The select filter should extract from a database table or view all records that match specified criteria. This filter should have no input connector. Filter will be used by the SELECT and WHERE statements.
The filter should do filtering and projection at the same time and extract specified fields of records that match the specified criteria. Results should be streamed to the output connector.
Filter should have 2 algorithms:
A. indexed algorithm: this algorithm could be used only on indexed fields and support '=', 'between', '>' and '
record = index.getfirstkey(criteria)
loop
if not record.eof then
if record.field(tosearch) = criteria then
output.put_message(record)
record = index.getnext()
else
exit loop
end if
else
exit loop
end if
end loop
output.put_message(eof)
This algorithm will move to the first index entry matching criteria, and then loop reading next index entries until them no more match criteria. If criteria is '<' then algorithm should first move to the entry matching criteria and then loop reading all previous index entries in descending order, until EOF. If criteria is '>' or '=' then the algorithm should read index entries in ascending order.
When a seek message is received, the filter should move again to the index node specified in message.
B. Non-indexed algorithm: this algorithm does not require index. It support '=', '>','<' and '!='. Calculation using to this algorithm will be more expensive than A.
record = table.getfirstrecord()
loop while not record.eof
if record.field(tosearch) = criteria then
output.put_message(record)
end if
record = table.readnextrecord()
end loop
output.putmessage(eof)
This algorithm (table scan) will sequentially read all records and send to the output connector only those that match criteria.
Algorithm A:
The estimated number of records is:
For '=' operator: cardinality of criteria according to statistical data. (= number of records / number of values)

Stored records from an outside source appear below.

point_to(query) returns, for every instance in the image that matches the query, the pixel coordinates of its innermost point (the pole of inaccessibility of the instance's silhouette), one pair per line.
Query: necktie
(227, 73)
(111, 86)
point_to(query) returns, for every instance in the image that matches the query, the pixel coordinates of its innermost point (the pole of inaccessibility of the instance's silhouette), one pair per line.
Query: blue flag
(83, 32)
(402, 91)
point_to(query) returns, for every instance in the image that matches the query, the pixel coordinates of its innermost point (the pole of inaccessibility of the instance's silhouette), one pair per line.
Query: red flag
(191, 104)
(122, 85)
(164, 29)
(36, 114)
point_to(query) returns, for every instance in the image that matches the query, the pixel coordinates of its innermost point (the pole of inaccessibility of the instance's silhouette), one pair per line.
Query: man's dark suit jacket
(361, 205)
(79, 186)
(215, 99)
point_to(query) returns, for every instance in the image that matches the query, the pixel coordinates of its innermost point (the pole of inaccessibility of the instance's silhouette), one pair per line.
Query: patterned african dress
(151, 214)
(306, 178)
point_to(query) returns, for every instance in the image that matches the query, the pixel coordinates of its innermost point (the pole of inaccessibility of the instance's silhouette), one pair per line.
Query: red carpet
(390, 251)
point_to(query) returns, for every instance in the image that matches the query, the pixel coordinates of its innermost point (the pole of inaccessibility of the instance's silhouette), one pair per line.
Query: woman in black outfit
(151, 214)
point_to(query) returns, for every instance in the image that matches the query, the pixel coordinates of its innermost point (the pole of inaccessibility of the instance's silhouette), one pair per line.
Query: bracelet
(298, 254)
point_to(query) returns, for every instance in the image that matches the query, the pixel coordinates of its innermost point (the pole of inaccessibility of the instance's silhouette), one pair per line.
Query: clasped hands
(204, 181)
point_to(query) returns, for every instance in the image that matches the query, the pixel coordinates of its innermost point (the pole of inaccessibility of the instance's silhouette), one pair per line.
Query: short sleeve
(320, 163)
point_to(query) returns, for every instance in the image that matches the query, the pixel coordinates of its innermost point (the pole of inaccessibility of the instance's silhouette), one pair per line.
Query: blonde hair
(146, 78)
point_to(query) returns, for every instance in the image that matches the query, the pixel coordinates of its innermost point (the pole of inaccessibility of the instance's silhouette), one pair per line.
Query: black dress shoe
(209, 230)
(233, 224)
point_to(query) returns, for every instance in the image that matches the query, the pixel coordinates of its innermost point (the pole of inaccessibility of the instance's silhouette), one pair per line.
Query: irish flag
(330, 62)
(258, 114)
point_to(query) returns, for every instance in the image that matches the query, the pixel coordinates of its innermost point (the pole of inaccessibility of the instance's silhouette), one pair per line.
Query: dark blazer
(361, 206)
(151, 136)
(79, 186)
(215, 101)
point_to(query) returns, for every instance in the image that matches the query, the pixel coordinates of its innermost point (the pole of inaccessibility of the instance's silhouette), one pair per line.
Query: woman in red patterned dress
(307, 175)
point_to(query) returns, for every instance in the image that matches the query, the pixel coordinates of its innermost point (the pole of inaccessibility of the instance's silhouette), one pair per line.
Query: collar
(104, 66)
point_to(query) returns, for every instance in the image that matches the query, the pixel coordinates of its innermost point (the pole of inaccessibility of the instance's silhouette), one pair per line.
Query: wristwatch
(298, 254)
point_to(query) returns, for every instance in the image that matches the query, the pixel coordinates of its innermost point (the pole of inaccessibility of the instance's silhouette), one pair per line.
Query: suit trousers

For '>' and '<' operators: (number of records / number of values) * operation factor
If criteria are character based, then they should first be converted to a hash prior to calculations.
When there is a unique index, and criteria is '=' then the expected number of records is 1.
Operation factor is 1 for '=' operation.
Operation factor for '>' operator is: (max - min) / (max - value)
Operation factor for '<' operator is: (max - min) / (value - min)
Min and max can be extracted from statistical data.
Operation cost = expected number of records * 4 / 3
Algorithm B:
Operation cost = number of records in table.
If statistical data are not present (in most case), then the engine should randomly select 50 records, and extract the following data: min value, max value, number of values matching criteria. The expected number of records will then be calculated the same way as algorithm A.
Algorithm A will generate an ordered record set; records will be sorted in ascending or descending order depending on operator. Algorithm B will generate an unordered record set.